According to the organizers, 32,000 people have signed up to take part in the beatification, meaning it is likely to be the busiest day in Markowa’s history. 

Groups are expected from the neighboring countries of Slovakia, Ukraine, and Lithuania, as well as the U.S. Nearly 1,000 priests and 80 bishops and cardinals will concelebrate the Mass. 

Asked recently if the village setting was unique, the Vatican’s Cardinal Semeraro said that he had participated in other beatification ceremonies that were not held in cathedrals. He recalled one in Oran, Argentina, that he said “took place literally in the middle of nowhere.”

“You don’t always need the majesty of a great cathedral,” said the Italian cardinal who has led the saints’ dicastery since October 2020.

The beatification Mass will take place outdoors at 10 a.m. local time, preceded by the performance of a play about the Ulma family entitled “Called to Love.” After the Mass, Markowa will be connected with the Vatican for the midday Angelus prayer.

At 4 p.m., prayers will be said at the cemetery where the Jewish people who were slain before the Ulmas are buried.

A Hebrew book displayed at the Ulma Family Museum in Markowa, Poland. Silar via Wikimedia (CC BY-SA 4.0).

Jewish and Catholic solidarity

It’s rare for the participants in a beatification ceremony to include a rabbi. But the beatification of “the Good Samaritans of Markowa” will be attended by Michael Schudrich, the chief rabbi of Poland.

The chief rabbi’s presence underlines the esteem in which the Ulma family is held by the Jewish community worldwide. 

Józef and Wiktoria Ulma were recognized as Righteous Among the Nations by Yad Vashem on Sept. 13, 1995. The title honors non-Jews who risked their lives to save those of Jews during the Holocaust.

Asked recently why he planned to attend the beatification ceremony, Poland’s chief rabbi said: “The Righteous Among the Nations are the best people in the world. They risked their lives for their Jewish fellow citizens, and some, like the Ulma family, gave their lives for them.” 

“For me, it’s very simple — everything they did should be publicized and due tribute should be paid to them.”

The chief rabbi said he believed that the Church was also sending a message to Catholics through the Ulmas’ beatification. 

“This is a very important step by the Church — to show the faithful how they should act, and not only in times of the Holocaust, not only against anti-Semitism, but in all conditions, for all people, regardless of their origin or nationality — a person has a duty to save others,” he said.

Józef and Wiktoria will not be the first people designated as Righteous Among the Nations to be beatified.
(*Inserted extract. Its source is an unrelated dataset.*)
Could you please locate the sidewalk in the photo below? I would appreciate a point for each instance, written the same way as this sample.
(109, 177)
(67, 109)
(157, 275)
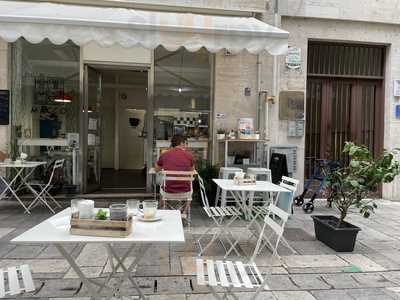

Odoardo Focherini, an Italian journalist who was awarded the title in 1969, was beatified in 2013.

In a pastoral letter issued in June, Poland’s bishops highlighted Józef and Wiktoria’s daily commitment to making sacrifices for others and performing deeds of love. 

“The fruit of adopting this lifestyle was the heroic decision to help the doomed Jews. It was not rash, but resulted from reading the Word of God, which shaped their hearts and minds, and thus their attitude toward their neighbor,” the bishops wrote. 

“The Bible was an authentic book of life for them, as evidenced by the highlighted Gospel passages [in their family Bible], especially the parable of the Good Samaritan. The Ulmas, trying to live like Christ, implementing the commandment of love on a daily basis, were ready to give their lives for their neighbors.”

The bishops went on: “Józef and Wiktoria decided to take in eight Jews, despite the threat of the death penalty from the Germans for helping to hide Jews. Three families … took refuge in the attic of their small house. For months, they provided them with a roof over their heads and food, which was quite a challenge during the war.”

“Their self-sacrificing attitude had its tragic finale on March 24, 1944. That’s when the Nazi Germans burst into their home and cruelly executed the hiding Jews, and then Józef and Victoria were murdered in front of the children. The tragedy was completed by the killing of the children.” 

“Józef and Wiktoria Ulma, being absolutely aware of the risks, sacrificed their lives to save Jews in need. Their heroic attitude is a testimony that love is stronger than death.”